Muslim campaigner calls for London mosque overhaul to save youngsters
London: The battle for the hearts and minds of young Muslims in London is being lost because the vast majority of clerics that practise here cannot speak English, leaving a vacuum that jihadist groups ruthlessly exploit. So says Ed Hussain, 34, co-director of the counter-extremist think-tank Quilliam and himself a "reformed jihadi" who knows what it's like to be young, impressionable and subject to unchallenged Islamist rhetoric.
Speaking in the wake of reports last week by British Army officers in Afghanistan who say they're engaged in "a surreal mini civil war" with home-grown jihadists "bizarrely sporting Brummie and east London accents" who have travelled there to support the Taliban, Hussain says it is time that the government woke up to what is going on in UK mosques.
"The government sends troops to fight the Taliban in Afghanistan but they ignore the Taliban mindset being fostered under their noses in our mosques," he says. "You might wonder why they haven't learned from last time when British Muslims, inflamed by the rhetoric from hate preachers such as Abu Hamza and Omar Bakri, went out to fight for the Taliban in 2001. Eight years on, most of these hate preachers have been deported or imprisoned but the problem persists. Why? Because when extremist groups come into our mosques and stir up young people to go to Afghanistan, our imams are nowhere to be seen."
The reason for the imams' "silence and paralysis", he says, is simple: they can't speak English.
According to Quilliam's groundbreaking report, Mosques Made in Britain, published last week with the results of the first poll of more than 1,000 mosques, 97 per cent of imams come from abroad, mostly from Urdu and Bengali-speaking villages in Pakistan and Bangladesh.

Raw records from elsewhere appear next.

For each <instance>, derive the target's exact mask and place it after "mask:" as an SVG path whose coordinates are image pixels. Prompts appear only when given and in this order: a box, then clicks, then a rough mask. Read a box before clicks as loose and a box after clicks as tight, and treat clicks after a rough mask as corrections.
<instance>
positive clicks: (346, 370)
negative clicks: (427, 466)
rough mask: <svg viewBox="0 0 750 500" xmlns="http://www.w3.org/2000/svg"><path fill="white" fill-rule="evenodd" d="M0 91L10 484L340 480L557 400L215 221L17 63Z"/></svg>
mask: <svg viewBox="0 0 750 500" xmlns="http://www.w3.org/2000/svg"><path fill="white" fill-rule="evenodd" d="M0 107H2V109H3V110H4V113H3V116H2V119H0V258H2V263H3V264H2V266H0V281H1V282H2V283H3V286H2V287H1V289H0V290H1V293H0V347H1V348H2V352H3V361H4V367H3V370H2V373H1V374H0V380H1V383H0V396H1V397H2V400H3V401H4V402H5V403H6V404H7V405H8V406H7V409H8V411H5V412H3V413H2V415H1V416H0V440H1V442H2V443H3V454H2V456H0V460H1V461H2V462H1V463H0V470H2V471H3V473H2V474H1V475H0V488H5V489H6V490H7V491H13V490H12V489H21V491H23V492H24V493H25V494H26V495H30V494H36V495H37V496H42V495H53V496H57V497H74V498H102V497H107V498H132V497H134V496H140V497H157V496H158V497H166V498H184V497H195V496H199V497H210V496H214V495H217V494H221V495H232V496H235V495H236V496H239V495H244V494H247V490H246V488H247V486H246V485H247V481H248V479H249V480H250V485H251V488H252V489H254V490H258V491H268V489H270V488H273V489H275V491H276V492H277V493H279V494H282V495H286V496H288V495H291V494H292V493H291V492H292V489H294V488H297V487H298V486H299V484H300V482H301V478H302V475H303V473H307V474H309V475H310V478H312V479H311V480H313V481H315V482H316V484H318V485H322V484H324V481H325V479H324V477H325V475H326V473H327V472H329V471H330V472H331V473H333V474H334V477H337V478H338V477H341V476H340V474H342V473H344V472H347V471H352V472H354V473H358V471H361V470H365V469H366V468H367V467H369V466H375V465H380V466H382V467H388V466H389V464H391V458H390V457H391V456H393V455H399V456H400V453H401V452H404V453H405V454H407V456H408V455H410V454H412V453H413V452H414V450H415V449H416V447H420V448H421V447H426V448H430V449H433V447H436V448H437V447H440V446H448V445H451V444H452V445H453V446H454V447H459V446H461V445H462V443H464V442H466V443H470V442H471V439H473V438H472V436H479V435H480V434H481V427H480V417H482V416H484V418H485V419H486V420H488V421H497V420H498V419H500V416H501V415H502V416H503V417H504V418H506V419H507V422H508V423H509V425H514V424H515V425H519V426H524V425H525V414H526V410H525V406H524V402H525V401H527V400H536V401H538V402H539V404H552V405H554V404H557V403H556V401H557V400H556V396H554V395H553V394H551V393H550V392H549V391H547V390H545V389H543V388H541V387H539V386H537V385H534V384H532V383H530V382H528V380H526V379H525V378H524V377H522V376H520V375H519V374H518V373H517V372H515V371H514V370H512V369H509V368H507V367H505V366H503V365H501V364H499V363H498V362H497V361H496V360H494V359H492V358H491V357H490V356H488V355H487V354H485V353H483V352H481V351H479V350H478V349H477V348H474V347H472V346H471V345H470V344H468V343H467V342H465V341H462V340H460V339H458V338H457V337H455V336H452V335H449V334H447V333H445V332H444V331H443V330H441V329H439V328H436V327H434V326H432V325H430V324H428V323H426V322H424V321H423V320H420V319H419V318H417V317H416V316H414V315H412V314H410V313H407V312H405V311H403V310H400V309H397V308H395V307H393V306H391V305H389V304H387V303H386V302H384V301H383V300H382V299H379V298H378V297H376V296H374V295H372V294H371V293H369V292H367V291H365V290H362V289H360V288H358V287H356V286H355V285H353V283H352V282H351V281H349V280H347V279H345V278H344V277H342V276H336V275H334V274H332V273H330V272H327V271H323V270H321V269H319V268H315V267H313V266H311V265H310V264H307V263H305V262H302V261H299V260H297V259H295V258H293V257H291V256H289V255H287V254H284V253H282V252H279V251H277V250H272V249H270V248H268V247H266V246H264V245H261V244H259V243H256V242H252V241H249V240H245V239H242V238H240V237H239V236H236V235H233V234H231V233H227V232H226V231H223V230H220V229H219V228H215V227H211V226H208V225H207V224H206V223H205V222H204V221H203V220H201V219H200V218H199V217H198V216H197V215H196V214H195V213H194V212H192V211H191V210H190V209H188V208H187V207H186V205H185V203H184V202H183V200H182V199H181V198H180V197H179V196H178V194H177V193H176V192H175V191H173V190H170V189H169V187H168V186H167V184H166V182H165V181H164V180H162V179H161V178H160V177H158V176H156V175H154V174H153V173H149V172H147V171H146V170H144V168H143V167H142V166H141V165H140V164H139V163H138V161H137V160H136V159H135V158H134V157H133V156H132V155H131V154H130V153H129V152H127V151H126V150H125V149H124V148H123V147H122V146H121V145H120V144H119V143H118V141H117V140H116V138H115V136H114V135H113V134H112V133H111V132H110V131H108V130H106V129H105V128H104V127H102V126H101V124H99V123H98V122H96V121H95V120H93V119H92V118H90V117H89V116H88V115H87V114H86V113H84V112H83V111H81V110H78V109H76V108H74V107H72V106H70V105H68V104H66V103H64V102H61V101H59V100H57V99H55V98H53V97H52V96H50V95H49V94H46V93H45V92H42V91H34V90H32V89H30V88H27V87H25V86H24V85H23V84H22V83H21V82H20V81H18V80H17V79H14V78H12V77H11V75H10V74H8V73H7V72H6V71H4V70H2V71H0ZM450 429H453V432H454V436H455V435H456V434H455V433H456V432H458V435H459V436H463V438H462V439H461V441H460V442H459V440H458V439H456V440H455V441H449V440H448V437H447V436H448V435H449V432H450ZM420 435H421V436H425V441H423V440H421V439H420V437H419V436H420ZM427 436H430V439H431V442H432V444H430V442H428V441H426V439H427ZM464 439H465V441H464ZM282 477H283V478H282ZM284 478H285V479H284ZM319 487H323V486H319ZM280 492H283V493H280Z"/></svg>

"Physically these imams live in Britain but psychologically they're still back in their villages in Mirpur and Sylhet. The mosque management committees, typically made up of first-generation elderly male immigrants, hire these imams because they are cheaper to employ: their average salary is £12,000 compared with £30,000 for a locally-trained imam and because they don't rock the boat.
"And instead of them being made to learn English by the state when they arrive and undertaking some form of education in the ways of our liberal democracy, the government turns a blind eye. The vast majority of imams from abroad haven't even gone through the basic legal requirement of a Criminal Records Bureau check. It's nothing short of scandalous."

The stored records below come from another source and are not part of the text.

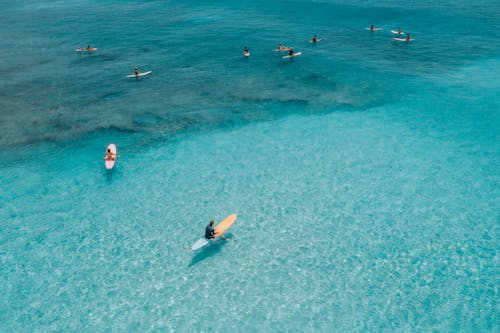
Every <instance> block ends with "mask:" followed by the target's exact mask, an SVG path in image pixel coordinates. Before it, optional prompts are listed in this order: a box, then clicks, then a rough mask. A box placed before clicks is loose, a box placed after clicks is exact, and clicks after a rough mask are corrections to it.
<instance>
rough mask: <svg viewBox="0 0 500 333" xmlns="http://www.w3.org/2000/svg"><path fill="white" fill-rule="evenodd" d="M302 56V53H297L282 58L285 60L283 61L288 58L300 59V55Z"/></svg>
mask: <svg viewBox="0 0 500 333" xmlns="http://www.w3.org/2000/svg"><path fill="white" fill-rule="evenodd" d="M301 54H302V52H296V53H294V54H292V55H287V56H283V57H282V58H283V59H286V58H294V57H298V56H299V55H301Z"/></svg>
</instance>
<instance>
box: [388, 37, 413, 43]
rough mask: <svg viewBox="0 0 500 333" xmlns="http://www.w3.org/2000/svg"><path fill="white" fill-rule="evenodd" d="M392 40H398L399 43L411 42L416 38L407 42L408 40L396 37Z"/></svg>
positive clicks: (394, 37)
mask: <svg viewBox="0 0 500 333" xmlns="http://www.w3.org/2000/svg"><path fill="white" fill-rule="evenodd" d="M392 39H394V40H397V41H398V42H411V41H412V40H415V39H414V38H410V40H407V39H406V38H396V37H393V38H392Z"/></svg>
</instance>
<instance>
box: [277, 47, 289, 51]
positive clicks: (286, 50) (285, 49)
mask: <svg viewBox="0 0 500 333" xmlns="http://www.w3.org/2000/svg"><path fill="white" fill-rule="evenodd" d="M291 49H292V48H291V47H285V48H283V49H279V48H277V49H274V50H273V51H275V52H288V51H290V50H291Z"/></svg>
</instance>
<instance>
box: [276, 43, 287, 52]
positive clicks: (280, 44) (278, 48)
mask: <svg viewBox="0 0 500 333" xmlns="http://www.w3.org/2000/svg"><path fill="white" fill-rule="evenodd" d="M289 50H290V48H289V47H288V46H285V45H283V44H280V45H278V51H280V52H286V51H289Z"/></svg>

Last week communities secretary Hazel Blears said the government would confront extremist groups head-on as part of a new strategy, rather than shunning them. In a speech at the London School of Economics she said: "If we are to effectively challenge terrorism, we need to build a growing coalition of support. If we are to change minds and win this debate, it will be through bringing in new voices and challenging views that we find unpalatable."